Em que pese essa lógica econômica dominante, os padrões de produção e
consumo se alteraram drasticamente e as mudanças no processo de industrialização
ocidental resultaram na intensificação dos fluxos comerciais entre países.
Inevitavelmente assiste-se, hoje em dia, a uma “imensa coleção de mercadorias”,
tomando emprestada a expressão marxista, de diversas origens, qualidades e preços.
Não bastasse o processo produtivo industrial ter se tornado altamente
complexo por reduções de custos, a diversificação de bens e o fim das fronteiras
estimularam o desejo pelo consumo massificado. Segundo Celso Furtado, pretende-se que os padrões de consumo da minoria da humanidade, que atualmente vive nos países altamente industrializados, são acessíveis às grandes massas de população em rápida expansão que formam o chamado Terceiro Mundo. Essa idéia constitui, seguramente, um prolongamento do mito do progresso, elemento essencial na ideologia diretora da revolução burguesa, dentro da qual se criou a atual sociedade industrial (1996, p.8-9).
A introdução de novos padrões de consumo em países subdesenvolvidos foi
facilitada pelo arcabouço doutrinário e ideológico criado pelo capitalismo
contemporâneo e suas medidas neoliberais. Assim, muito da rationale para liberalizar mercados financeiros não está baseada nem em um entendimento consistente de como estes mercados funcionam nem no escopo potencial para intervenção governamental. Freqüentemente, também, ela carece de uma compreensão dos eventos históricos e das forças políticas que têm levado o governo a assumir seu atual papel. Ao contrário, ela é baseada em um comprometimento ideológico a uma concepção idealizada de mercados que não é fundamentada nem em fatos nem em teoria econômica (STIGLITZ, 1994).

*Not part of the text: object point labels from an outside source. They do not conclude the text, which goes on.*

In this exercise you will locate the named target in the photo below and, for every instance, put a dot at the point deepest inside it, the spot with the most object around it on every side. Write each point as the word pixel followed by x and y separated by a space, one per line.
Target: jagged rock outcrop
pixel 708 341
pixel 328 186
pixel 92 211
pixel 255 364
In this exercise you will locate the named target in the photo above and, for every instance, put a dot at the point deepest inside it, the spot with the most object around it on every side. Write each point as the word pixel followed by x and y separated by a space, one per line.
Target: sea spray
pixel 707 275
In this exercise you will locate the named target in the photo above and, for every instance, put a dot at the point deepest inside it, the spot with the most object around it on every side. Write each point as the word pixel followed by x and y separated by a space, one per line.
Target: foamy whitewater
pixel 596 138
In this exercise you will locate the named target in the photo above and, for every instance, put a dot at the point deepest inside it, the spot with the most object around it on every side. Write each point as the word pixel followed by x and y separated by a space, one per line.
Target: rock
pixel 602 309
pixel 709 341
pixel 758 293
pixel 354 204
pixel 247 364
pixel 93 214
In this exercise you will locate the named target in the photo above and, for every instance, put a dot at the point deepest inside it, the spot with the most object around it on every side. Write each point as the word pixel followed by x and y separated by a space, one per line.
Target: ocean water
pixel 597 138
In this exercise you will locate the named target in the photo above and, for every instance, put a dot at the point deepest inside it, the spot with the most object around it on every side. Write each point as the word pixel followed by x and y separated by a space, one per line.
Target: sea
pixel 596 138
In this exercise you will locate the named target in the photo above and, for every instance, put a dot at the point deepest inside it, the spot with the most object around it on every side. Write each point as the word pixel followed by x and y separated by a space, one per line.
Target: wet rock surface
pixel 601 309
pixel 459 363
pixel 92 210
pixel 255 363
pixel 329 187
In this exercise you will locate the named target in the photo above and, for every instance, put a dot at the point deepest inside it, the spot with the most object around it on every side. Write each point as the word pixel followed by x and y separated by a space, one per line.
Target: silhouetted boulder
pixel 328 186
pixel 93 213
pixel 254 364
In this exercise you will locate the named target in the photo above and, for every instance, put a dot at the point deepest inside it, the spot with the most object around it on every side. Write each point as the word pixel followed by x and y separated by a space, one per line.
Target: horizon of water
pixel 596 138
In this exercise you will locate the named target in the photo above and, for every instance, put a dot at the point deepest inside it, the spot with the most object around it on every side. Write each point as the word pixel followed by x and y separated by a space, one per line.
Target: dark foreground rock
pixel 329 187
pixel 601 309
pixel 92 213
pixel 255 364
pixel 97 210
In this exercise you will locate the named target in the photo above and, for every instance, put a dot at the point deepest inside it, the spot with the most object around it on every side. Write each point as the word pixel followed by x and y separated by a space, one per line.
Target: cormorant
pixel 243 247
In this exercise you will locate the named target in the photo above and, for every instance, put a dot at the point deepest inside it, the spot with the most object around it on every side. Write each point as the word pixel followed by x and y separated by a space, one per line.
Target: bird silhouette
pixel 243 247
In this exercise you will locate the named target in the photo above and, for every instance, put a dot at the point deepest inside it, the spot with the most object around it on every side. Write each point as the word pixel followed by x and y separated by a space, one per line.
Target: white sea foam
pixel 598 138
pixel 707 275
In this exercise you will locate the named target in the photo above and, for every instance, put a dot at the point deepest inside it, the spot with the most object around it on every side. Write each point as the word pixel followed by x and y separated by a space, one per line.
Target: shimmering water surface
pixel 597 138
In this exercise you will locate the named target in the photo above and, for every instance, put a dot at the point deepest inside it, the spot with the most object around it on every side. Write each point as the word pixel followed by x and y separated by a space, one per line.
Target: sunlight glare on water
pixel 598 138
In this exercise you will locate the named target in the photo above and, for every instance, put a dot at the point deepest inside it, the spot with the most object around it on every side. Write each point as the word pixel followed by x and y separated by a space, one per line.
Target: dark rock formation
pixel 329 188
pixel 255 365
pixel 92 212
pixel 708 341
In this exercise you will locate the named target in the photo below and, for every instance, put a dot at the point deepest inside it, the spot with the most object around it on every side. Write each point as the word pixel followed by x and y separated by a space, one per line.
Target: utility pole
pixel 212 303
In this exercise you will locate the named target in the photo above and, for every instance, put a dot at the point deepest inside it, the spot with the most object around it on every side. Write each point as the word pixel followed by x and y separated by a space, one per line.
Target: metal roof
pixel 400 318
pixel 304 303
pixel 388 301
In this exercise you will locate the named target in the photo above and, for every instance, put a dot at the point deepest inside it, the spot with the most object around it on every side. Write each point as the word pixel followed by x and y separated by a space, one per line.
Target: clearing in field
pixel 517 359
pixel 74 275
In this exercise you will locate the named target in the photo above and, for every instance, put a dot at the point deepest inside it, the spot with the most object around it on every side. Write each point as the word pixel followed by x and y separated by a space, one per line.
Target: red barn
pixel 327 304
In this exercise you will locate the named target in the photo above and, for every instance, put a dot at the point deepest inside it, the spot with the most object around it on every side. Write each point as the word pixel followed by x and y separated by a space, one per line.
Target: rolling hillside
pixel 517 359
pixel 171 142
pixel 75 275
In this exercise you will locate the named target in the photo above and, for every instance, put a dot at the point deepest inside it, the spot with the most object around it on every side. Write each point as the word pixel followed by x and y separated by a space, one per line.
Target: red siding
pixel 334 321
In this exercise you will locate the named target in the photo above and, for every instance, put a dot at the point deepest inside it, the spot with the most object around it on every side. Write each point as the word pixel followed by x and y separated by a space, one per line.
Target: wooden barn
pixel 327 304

David Harvey, autor de A condição pós-moderna, contribui para
fundamentar essa discussão ao resumir o sentido do capitalismo financeiro nas últimas
décadas. Em suas palavras, a lógica especulativa e a exorbitante remuneração do capital especulativo é o que exige a exacerbação da concorrência e a mudança tecnológica, até chegar aos padrões atuais da tecnologia flexível. “Estou, portanto, tentado a ver a flexibilidade conseguida na produção, nos mercados de trabalho e no consumo antes como um resultado da busca de soluções financeiras para as tendências de crise do capitalismo do que o contrário. Isso implicaria que o
66
sistema financeiro alcançou um grau de autonomia diante da produção real sem precedentes na história do capitalismo, levando este último a uma era de riscos financeiros igualmente inéditos” (1992, p.181).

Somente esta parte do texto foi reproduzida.